The Fugu Plan
Page 9
Faithfully,
Stephen S. Wise
This was the man Mitsuzo Tamura wanted to convince of the wisdom of settling hundreds of thousands of Jewish refugees in Japan's Chinese empire.
Tamura's meeting with Stephen Wise took place early in 1940 in Wise's office. Physically, it was Mutt and Jeff. Tamura was short, even for a Japanese. Wise was huge - six foot three, solid, an expansive man of broad gestures, a man who greeted even strangers with a warm handshake and an arm around the shoulders. And to Wise, Tamura was not a stranger. The rabbi had spoken often to Franz Hirschland about Tamura while Hirschland was trying to persuade him actually to meet with the man.
Thus, in spite of his feelings toward the Japanese, Wise felt he had no choice but to meet Tamura. He agreed to Hirschland's suggestion that Tamura come to his office.

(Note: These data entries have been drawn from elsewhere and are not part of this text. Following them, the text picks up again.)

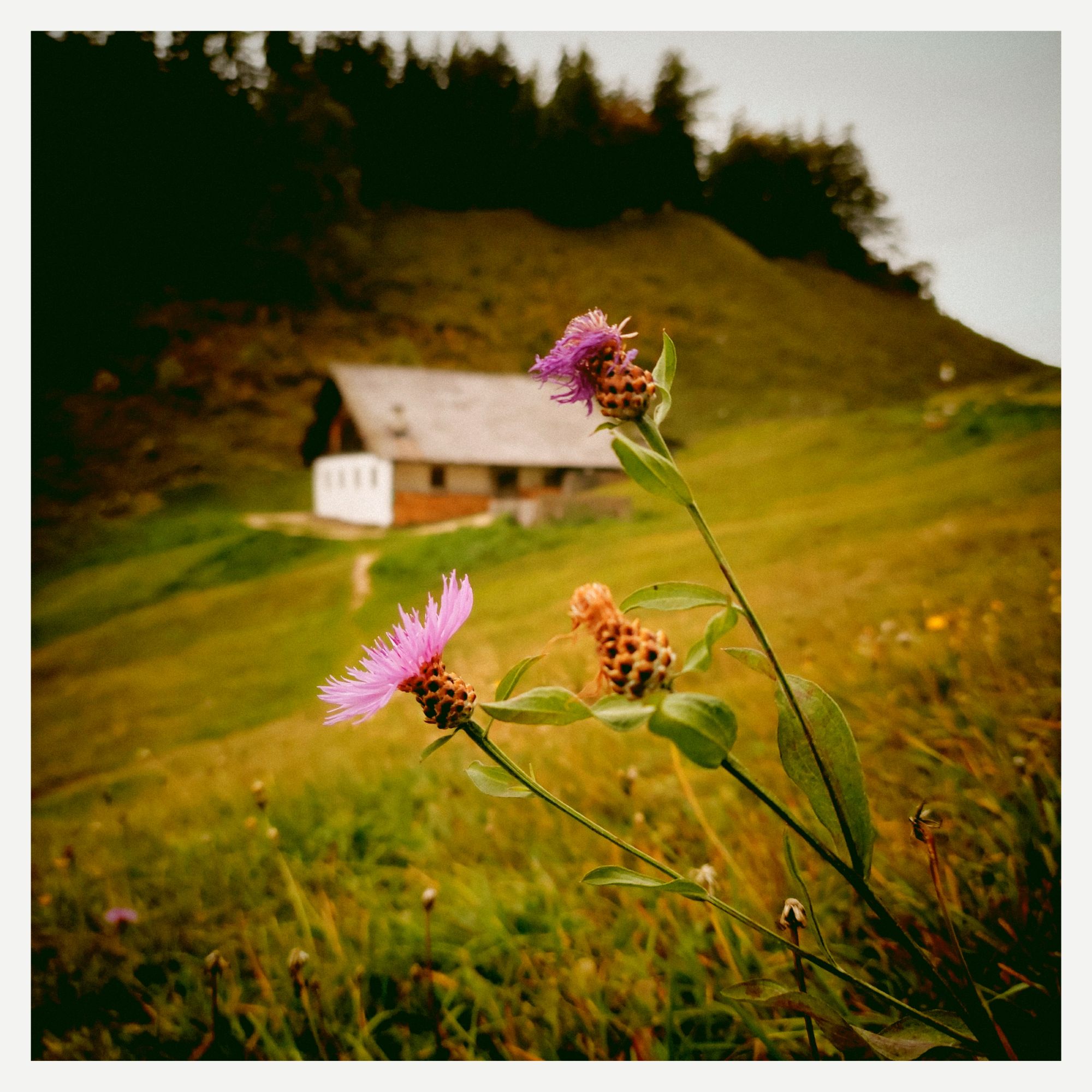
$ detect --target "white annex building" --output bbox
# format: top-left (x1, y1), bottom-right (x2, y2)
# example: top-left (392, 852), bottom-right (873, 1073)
top-left (312, 364), bottom-right (618, 527)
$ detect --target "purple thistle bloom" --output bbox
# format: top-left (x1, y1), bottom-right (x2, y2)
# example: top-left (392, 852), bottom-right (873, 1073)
top-left (319, 569), bottom-right (474, 724)
top-left (531, 307), bottom-right (637, 413)
top-left (103, 906), bottom-right (139, 925)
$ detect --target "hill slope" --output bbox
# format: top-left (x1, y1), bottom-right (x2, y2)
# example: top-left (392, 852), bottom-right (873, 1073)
top-left (33, 382), bottom-right (1060, 1058)
top-left (36, 211), bottom-right (1056, 559)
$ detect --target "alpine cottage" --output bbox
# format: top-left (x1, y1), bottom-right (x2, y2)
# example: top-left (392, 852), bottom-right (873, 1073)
top-left (309, 364), bottom-right (626, 527)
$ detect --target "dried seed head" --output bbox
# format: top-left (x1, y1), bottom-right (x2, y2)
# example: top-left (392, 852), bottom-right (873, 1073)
top-left (690, 863), bottom-right (716, 894)
top-left (569, 584), bottom-right (675, 698)
top-left (778, 899), bottom-right (808, 929)
top-left (250, 781), bottom-right (269, 811)
top-left (910, 800), bottom-right (940, 842)
top-left (204, 948), bottom-right (227, 975)
top-left (569, 584), bottom-right (622, 641)
top-left (288, 948), bottom-right (311, 985)
top-left (399, 654), bottom-right (477, 731)
top-left (591, 353), bottom-right (656, 420)
top-left (600, 618), bottom-right (675, 698)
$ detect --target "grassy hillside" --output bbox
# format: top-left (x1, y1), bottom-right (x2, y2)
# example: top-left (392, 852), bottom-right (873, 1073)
top-left (33, 376), bottom-right (1060, 1058)
top-left (35, 211), bottom-right (1056, 565)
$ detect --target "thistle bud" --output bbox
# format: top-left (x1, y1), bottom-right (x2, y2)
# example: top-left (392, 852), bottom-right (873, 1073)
top-left (399, 653), bottom-right (477, 731)
top-left (250, 781), bottom-right (269, 811)
top-left (569, 584), bottom-right (675, 698)
top-left (592, 353), bottom-right (656, 420)
top-left (778, 899), bottom-right (808, 929)
top-left (910, 800), bottom-right (940, 844)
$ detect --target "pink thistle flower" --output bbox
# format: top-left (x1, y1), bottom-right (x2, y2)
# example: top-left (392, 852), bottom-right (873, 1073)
top-left (319, 569), bottom-right (476, 728)
top-left (103, 906), bottom-right (140, 925)
top-left (531, 307), bottom-right (637, 413)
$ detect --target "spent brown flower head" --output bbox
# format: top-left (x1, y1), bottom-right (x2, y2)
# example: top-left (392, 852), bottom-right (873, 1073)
top-left (778, 899), bottom-right (808, 929)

Rabbi Wise's feelings, stated so bluntly in the 1938 letter to Lew Zikman, had never been conveyed directly to the Japanese. Nevertheless his negative attitude toward that nation's policies were as well known as the strength of his influence. From the moment in Shanghai that Inuzuka, Yasue and Ishiguro received word from New York that Tamura had been given an appointment with the Jewish leader they were on tenterhooks: this was the time for hooking the fugu.
Like the three in Shanghai, Tamura was aware that Wise wasthe man. The enthusiasm of Gerson, Grunebaum and Hirschland was important only insofar as it was indicative of his response. If Stephen Wise was interested in the plan; if Stephen Wise began asking questions in his proverbially direct and highly perceptive manner; if Stephen Wise nodded, ran his hands through his wavy gray hair, developed a faraway look in his eyes; if he could be led to imagine that thousands of Jews could be rescued from the brutality and death they were now condemned to suffer in Europe . . . if all these responses, if any one of them came out of the meeting, then the bait had been taken and those who had had a hand in reeling the fugu in would receive their just rewards.
Wise's office was immense and practically monastic in its simplicity. Aside from a desk lamp that spread a wide circle of light in one corner of the office, all was in shadow. The two men greeted each other cordially. Tamura took the offered chair and after a few moments of introductory small talk, brought the conversation around to the purpose of the visit.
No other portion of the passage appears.